KIRGISIEN Die provisorische Präsidentin Rosa Otanbajew versucht die Kirgisen im Süden des Landes zu beruhigen – mit wenig Erfolg

AUS OSCH MARCUS BENSMANN

Hundert aufgebrachte Kirgisen verstellen Rosa Otanbajew den Weg zum Militärhubschrauber. Der Helikopter wartet neben dem Lenindenkmal auf dem Vorplatz der Provinzverwaltung in der südkirgisischen Stadt Osch. Die provisorische Präsidentin Kirgisiens steht in einer schusssicheren Weste eingezwängt von Sicherheitskräften und wild gestikulierenden Menschen. Ein schwarzer Schirm schützt die kleinwüchsige Frau vor den brennenden Sonnenstrahlen.
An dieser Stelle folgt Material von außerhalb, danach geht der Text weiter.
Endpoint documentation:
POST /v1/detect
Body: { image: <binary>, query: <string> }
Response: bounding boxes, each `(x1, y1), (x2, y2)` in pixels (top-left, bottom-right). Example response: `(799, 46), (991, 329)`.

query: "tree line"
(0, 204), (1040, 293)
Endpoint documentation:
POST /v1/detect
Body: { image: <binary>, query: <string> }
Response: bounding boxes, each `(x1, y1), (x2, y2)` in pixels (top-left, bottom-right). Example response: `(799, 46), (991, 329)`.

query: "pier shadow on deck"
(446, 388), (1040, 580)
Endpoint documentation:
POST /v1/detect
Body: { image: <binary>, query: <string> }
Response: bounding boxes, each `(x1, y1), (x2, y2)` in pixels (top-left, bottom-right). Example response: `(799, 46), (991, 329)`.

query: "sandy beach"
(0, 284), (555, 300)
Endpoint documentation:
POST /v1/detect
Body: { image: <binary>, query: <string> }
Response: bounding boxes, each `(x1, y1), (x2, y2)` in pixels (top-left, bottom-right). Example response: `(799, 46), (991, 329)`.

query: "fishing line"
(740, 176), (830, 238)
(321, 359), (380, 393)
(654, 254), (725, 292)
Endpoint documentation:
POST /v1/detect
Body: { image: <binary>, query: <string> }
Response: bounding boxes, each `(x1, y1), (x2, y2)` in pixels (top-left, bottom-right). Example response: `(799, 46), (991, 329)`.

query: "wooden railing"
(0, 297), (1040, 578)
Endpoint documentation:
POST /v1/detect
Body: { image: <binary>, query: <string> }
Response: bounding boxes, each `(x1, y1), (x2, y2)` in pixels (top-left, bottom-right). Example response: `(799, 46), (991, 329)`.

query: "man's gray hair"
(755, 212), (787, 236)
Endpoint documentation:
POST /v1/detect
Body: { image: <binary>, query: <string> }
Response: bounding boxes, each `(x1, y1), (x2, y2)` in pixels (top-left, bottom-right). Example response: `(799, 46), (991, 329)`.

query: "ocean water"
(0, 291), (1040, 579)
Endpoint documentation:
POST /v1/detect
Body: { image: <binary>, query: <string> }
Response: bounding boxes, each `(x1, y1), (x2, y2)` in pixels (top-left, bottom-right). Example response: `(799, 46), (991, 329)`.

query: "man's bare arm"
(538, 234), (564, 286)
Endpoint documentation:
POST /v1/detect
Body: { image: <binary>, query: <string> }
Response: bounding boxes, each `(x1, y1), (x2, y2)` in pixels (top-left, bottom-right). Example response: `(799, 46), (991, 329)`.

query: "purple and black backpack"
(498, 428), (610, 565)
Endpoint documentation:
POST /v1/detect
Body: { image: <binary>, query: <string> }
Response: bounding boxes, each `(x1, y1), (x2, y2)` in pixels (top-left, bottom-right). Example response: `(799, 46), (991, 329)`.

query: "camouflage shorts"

Der schwarze Pagenschnitt der Kirgisin reicht kaum bis zu den Schultern der sie umgebenden Leibwächter. Über eine Flüstertüte versucht Otunbajewa vergeblich die kleine, aber äußerst aggressive Menge zu beruhigen. Erst eine Woche nach dem Ausbruch der ethnischen Unruhen in den kirgisischen Südprovinzen, in deren Verlauf es hunderte Tote und tausende Verletzte gab, ganze usbekische Stadtviertel in Schutt und Asche gelegt wurden und über 100.000 Usbeken in das benachbarte Usbekistan geflüchtet sind, besuchte Otunbajewa die südlichen Unruheprovinzen.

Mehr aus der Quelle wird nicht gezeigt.